C’est le 26 juillet dernier que Jacques-Yvan Morin s’est éteint paisiblement à son domicile auprès de son fils Étienne et de son épouse et fidèle compagne depuis plus de 67 ans, la musicologue Élisabeth Gallat-Morin, celle-ci l’ayant accompagné dans tous ses combats politiques.
La vie nous donne parfois le privilège de rencontrer des êtres exceptionnels. Ils vous marquent, vous transforment, vous incitent au dépassement. Jacques-Yvan Morin était, pour nous, de ceux-là.
Convaincus que nos vues seront partagées par toutes les personnes qui ont eu le privilège de le connaître et de l’accompagner sa vie durant, nous tenons à lui rendre hommage aujourd’hui en rappelant le parcours exceptionnel de celui qui fut un grand universitaire et un serviteur public.
Le grand universitaire
Précédée d’une solide formation juridique acquise aux universités McGill, de Cambridge et de Harvard, la carrière universitaire de Jacques-Yvan Morin — premier professeur de carrière en droit international à 27 ans, à l’Université de Montréal, en 1957 — a été caractérisée par une réelle volonté de transmettre le savoir, ce qu’il a fait en sa qualité d’enseignant.

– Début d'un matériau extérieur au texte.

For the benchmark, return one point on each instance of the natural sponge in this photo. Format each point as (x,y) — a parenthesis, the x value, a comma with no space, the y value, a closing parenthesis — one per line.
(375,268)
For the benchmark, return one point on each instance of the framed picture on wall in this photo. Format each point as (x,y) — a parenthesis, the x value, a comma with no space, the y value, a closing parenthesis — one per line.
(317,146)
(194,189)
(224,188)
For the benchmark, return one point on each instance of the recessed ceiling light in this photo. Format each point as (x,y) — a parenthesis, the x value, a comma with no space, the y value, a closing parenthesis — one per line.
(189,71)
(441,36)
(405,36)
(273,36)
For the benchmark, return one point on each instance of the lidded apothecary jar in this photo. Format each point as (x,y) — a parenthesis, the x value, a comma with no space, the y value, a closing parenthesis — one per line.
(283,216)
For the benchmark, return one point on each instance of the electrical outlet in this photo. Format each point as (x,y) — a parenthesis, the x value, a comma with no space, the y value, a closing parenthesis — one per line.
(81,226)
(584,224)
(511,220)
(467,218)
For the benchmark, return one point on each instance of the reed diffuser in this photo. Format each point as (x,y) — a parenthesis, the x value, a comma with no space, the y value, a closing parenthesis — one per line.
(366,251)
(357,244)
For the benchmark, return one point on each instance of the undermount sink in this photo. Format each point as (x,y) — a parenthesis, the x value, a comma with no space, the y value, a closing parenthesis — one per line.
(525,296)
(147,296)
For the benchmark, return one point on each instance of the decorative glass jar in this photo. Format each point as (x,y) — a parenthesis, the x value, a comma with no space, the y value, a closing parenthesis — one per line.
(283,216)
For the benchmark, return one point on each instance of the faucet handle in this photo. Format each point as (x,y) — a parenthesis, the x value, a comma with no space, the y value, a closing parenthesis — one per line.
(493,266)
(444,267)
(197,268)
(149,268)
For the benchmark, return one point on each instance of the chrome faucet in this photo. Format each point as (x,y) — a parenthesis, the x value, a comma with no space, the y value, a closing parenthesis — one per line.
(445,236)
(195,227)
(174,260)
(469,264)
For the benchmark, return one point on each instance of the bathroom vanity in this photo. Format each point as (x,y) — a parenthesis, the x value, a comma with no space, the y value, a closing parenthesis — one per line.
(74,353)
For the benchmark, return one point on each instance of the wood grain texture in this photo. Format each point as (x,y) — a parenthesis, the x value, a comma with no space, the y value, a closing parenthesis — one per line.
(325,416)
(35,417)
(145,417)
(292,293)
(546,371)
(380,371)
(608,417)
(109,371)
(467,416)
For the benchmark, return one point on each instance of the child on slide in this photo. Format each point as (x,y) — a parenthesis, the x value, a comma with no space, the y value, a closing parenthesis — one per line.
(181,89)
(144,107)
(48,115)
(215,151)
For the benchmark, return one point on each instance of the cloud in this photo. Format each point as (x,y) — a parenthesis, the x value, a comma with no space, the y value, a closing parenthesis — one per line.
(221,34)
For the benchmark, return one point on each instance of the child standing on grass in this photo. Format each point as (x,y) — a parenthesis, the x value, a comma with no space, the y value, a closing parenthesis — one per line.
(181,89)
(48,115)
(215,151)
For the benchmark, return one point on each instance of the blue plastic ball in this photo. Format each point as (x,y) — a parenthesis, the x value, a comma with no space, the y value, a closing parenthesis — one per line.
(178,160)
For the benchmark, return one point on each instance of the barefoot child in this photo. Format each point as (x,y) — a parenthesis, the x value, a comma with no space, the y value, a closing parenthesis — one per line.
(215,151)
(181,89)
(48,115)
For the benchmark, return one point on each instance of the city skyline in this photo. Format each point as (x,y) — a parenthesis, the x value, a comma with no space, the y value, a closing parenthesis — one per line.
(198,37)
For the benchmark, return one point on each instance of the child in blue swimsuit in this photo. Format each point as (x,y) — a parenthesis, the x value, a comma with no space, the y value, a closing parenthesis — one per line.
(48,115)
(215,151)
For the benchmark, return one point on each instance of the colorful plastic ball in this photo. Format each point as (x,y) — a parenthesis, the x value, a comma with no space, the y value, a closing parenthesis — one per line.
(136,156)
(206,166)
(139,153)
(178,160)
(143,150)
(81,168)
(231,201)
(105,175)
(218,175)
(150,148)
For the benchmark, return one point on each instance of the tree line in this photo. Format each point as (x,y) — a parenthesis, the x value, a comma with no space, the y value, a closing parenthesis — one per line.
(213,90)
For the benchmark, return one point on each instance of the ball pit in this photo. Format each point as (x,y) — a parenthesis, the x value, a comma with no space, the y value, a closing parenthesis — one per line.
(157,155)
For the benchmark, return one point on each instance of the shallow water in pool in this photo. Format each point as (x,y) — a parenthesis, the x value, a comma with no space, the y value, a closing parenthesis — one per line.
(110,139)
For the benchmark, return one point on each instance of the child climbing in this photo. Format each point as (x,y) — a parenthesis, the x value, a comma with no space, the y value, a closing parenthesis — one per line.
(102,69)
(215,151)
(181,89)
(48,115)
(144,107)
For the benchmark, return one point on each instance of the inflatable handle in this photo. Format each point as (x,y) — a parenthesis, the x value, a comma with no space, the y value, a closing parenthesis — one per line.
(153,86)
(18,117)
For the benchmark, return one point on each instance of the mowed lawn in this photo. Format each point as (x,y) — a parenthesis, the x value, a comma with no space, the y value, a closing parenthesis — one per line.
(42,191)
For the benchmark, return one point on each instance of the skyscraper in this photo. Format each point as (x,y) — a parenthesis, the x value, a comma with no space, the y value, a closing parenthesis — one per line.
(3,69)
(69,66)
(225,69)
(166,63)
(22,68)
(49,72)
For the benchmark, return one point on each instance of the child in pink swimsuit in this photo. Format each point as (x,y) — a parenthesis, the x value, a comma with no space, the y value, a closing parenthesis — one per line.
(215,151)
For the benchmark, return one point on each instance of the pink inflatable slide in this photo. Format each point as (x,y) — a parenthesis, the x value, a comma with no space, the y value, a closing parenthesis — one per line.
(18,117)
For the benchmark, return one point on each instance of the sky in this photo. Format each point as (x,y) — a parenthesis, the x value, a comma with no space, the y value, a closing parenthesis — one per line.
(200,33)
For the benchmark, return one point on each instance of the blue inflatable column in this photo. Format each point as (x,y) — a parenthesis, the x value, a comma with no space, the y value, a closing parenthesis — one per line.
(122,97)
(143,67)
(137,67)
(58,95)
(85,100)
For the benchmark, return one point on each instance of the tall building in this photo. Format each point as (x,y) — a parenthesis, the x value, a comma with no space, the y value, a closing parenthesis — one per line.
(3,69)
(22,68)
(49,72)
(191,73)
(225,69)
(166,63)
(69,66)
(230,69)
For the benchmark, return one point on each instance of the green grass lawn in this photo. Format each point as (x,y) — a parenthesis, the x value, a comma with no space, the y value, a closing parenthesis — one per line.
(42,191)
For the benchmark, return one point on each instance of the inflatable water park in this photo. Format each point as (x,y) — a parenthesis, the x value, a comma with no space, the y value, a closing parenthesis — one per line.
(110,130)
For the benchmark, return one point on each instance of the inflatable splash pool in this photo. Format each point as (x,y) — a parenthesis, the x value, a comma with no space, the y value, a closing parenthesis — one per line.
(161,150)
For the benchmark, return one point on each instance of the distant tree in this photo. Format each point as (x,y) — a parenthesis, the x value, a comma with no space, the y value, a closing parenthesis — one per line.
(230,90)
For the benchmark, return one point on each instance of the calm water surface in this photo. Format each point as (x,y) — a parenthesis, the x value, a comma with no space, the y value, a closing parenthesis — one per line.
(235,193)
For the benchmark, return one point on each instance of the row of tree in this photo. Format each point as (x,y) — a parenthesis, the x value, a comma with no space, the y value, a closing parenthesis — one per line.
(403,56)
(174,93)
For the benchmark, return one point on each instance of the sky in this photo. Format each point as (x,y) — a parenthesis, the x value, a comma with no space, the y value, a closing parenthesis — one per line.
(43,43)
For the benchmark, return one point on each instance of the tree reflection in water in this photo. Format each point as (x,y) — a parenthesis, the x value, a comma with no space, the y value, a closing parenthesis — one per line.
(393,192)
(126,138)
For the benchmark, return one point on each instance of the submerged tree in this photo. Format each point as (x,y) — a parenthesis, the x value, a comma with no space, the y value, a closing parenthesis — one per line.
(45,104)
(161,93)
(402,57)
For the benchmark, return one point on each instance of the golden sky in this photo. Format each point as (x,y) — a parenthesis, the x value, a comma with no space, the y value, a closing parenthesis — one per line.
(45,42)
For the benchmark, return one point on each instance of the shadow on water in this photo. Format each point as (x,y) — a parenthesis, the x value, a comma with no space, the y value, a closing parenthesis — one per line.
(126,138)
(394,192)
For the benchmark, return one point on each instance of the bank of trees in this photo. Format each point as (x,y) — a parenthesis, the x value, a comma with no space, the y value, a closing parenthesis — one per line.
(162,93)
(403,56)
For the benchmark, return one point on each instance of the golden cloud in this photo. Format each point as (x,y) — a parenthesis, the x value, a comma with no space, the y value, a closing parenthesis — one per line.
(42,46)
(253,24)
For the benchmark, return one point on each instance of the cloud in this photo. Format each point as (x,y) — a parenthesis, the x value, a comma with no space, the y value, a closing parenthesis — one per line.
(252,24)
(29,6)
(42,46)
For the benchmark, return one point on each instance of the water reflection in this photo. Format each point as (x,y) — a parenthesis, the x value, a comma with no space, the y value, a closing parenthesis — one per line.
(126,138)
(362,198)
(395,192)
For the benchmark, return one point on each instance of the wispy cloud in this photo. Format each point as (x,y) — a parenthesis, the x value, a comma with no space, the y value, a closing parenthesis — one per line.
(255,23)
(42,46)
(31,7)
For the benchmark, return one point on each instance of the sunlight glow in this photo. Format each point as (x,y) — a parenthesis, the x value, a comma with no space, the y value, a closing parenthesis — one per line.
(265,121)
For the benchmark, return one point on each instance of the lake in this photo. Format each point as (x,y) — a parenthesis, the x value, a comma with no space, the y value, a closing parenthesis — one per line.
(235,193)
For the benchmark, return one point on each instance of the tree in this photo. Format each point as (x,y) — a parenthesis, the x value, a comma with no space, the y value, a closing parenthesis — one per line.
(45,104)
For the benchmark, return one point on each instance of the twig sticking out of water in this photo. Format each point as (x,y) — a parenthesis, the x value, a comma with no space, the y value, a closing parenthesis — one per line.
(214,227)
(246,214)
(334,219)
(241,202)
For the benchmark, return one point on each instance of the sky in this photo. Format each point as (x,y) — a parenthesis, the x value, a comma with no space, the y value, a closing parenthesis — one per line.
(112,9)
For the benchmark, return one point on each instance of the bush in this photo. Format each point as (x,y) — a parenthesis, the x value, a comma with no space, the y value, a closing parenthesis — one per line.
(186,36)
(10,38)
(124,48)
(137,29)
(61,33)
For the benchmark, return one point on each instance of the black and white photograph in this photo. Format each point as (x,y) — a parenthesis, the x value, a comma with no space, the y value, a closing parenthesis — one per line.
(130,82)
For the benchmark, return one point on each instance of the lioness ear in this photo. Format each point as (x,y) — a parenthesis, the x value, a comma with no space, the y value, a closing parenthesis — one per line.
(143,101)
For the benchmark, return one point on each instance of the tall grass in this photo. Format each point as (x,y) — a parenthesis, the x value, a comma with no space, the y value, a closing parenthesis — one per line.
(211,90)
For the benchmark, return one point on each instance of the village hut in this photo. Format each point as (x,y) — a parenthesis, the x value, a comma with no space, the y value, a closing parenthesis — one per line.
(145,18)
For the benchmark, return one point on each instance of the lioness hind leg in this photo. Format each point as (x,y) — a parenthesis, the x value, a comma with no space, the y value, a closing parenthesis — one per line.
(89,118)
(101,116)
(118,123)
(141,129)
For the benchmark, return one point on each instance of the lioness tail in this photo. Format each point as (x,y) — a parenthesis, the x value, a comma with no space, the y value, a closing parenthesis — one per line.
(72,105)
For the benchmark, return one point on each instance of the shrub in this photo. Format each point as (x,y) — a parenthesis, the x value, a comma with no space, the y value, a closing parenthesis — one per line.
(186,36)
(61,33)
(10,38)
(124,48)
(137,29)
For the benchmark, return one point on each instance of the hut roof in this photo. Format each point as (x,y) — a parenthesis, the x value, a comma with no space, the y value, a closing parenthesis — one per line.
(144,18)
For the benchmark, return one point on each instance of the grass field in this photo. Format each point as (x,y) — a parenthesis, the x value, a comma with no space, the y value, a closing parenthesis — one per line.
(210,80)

Ses dons de pédagogue ont été appréciés et salués par de multiples générations de ses élèves, tant au Québec qu’à l’étranger, et particulièrement à l’Académie de droit international de La Haye, où son cours avait été salué, comme l’un des soussignés en a été témoin, par une ovation exceptionnelle. Son enseignement a pu être également apprécié à l’Institut européen des hautes études internationales de Nice et à l’Université Senghor d’Alexandrie, ainsi qu’au Collège de France. Membre associé de l’Académie des sciences d’outre-mer, il fut aussi correspondant de la prestigieuse Académie des sciences morales et politiques de l’Institut de France.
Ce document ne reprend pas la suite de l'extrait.